Georgetown, GY – Guyana currently has the second highest suicide death rate in the world. This is in sharp contrast to other Caribbean countries which enjoy relatively low suicide rates, including Haiti, the poorest country in the western hemisphere.
Suicide affects people of all races and ethnicity, however, it is more rampant in communities with a large Indian population. People of Indian origin accounts for around 40% of Guyana’s population but for the vast majority of suicides.

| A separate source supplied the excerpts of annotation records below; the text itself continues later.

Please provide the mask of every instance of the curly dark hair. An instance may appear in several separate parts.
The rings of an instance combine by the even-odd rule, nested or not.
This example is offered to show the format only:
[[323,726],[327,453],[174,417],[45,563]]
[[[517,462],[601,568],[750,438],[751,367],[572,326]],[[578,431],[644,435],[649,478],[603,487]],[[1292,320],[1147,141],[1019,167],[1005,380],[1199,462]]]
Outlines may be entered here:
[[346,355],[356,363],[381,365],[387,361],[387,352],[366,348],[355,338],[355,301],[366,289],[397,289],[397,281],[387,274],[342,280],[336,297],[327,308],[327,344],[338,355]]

In fact, the Black Bush Polder area is known as the “suicide belt,” where most suicide deaths in Guyana occur.
Several factors associated with suicide rates in Guyana are outlined in the Ministry of Health’s 2015 National Suicide Prevention Plan including poverty, stigma about mental illness, access to lethal chemicals, alcohol abuse, interpersonal violence, family dysfunction, and insufficient mental health resources. The economic circumstances of life such as the shortage of good paying jobs, low career mobility, high levels of crime, and hopelessness also contribute to sense failure and suicide.
Unfortunately, these drivers are likely to worsen as the impact of closing multiple estates is compounded by the current economic slowdown forcing many people into poverty and hopelessness. On a recent trip to Unity Village, an estate worker who lost his job from the closure of one of the sugar estates broke down in tears lamenting,
As a husband and man of the family, my job is to bring home money to my family. My wife takes care of the home and kids, making sure they have what they need. Now I am out of work and can’t find work in other industries. I have failed as a husband and a father, and I feel worthless.

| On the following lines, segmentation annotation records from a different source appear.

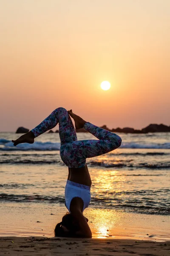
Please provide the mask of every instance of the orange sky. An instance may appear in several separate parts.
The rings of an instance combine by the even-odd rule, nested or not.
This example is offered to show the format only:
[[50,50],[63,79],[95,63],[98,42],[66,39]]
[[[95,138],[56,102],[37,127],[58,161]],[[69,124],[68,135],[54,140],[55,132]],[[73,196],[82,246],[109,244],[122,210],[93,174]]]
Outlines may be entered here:
[[169,0],[6,0],[0,24],[0,131],[61,106],[110,128],[170,125]]

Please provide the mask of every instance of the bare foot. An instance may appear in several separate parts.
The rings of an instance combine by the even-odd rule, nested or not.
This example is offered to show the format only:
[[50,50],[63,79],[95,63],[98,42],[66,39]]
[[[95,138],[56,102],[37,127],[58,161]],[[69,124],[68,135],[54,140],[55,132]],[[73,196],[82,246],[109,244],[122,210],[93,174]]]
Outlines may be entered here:
[[14,146],[16,146],[20,143],[29,143],[32,144],[34,142],[34,135],[32,131],[29,131],[27,133],[22,135],[15,140],[12,140],[14,143]]
[[80,128],[82,128],[84,126],[84,125],[87,122],[86,121],[83,120],[81,117],[79,116],[77,116],[76,114],[73,113],[72,109],[69,110],[68,111],[68,113],[74,119],[75,122],[75,126],[76,129],[80,129]]

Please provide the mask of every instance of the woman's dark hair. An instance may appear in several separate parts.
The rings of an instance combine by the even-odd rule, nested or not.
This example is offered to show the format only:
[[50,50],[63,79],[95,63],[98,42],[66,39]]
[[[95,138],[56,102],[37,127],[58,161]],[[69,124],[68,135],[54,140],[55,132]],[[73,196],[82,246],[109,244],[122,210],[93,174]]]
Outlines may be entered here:
[[[79,230],[77,225],[74,224],[74,219],[71,213],[67,212],[62,218],[62,221],[58,223],[54,229],[55,236],[60,236],[61,237],[73,237],[74,233]],[[68,230],[66,232],[62,227],[64,226]]]

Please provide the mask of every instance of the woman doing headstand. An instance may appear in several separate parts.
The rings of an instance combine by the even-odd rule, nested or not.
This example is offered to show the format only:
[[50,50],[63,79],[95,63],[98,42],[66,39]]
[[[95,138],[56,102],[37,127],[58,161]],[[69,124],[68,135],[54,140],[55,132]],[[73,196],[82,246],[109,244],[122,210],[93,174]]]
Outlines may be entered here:
[[[83,128],[99,140],[77,140],[76,132],[70,116],[75,122],[76,129]],[[61,141],[60,154],[68,167],[65,189],[65,204],[70,214],[62,218],[54,230],[56,236],[91,237],[88,220],[83,215],[91,201],[91,181],[86,164],[86,159],[110,152],[121,144],[122,139],[114,133],[86,122],[63,108],[58,108],[40,125],[30,131],[12,140],[14,145],[21,143],[33,143],[34,138],[54,128],[59,123]]]

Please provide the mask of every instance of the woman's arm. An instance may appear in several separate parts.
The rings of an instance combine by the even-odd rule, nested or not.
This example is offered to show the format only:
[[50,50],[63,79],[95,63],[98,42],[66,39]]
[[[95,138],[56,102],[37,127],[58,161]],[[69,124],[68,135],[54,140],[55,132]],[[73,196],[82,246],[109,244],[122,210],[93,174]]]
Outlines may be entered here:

The sense of failure and hopelessness are aggravated by a high level of disconnectedness from friends, families, social groups, community, and society and a whole. This is particularly the case in rural communities among people who are unemployed or in subsistence work.
In 2011, The United States Centers for Disease Control and Prevention (CDC) published a strategic plan for the prevention of suicidal behavior in the United States, which focused heavily on the importance of “connectedness,” defined as the degree to which a person or group is socially close, interrelated, or shares resources with other persons. A vast body of research shows that increasing community “connectedness” is a promising mechanism for suicide prevention, and schools, community centers, and especially churches and religious organizations can play a crucial role in promoting “connectedness.”
While the government, with the help of the World Health Organization (WHO), has responded to the suicide epidemic with various initiatives, it is crucial for non-governmental agencies and religious organizations take a more active role and expand their efforts in addressing this crisis. With advances in technology, that make human contact as easy as a click of a button, social institutions and faith-based organizations should take the lead in reaching out to people who might be at risk of suicidal ideations.
A good starting point for non-governmental organizations is to help people develop the skills and confidence to speak openly about suicide by removing barriers such as shame and blame and encourage help-seeking. Spotting early signs and providing after-care support services to remaining families, follow-up services, and peer-to-peer support are necessary services to help society combat and ultimately end this epidemic.
* Dr. John Shivdat is the Board Chairman of the Guyana Budget & Policy Institute.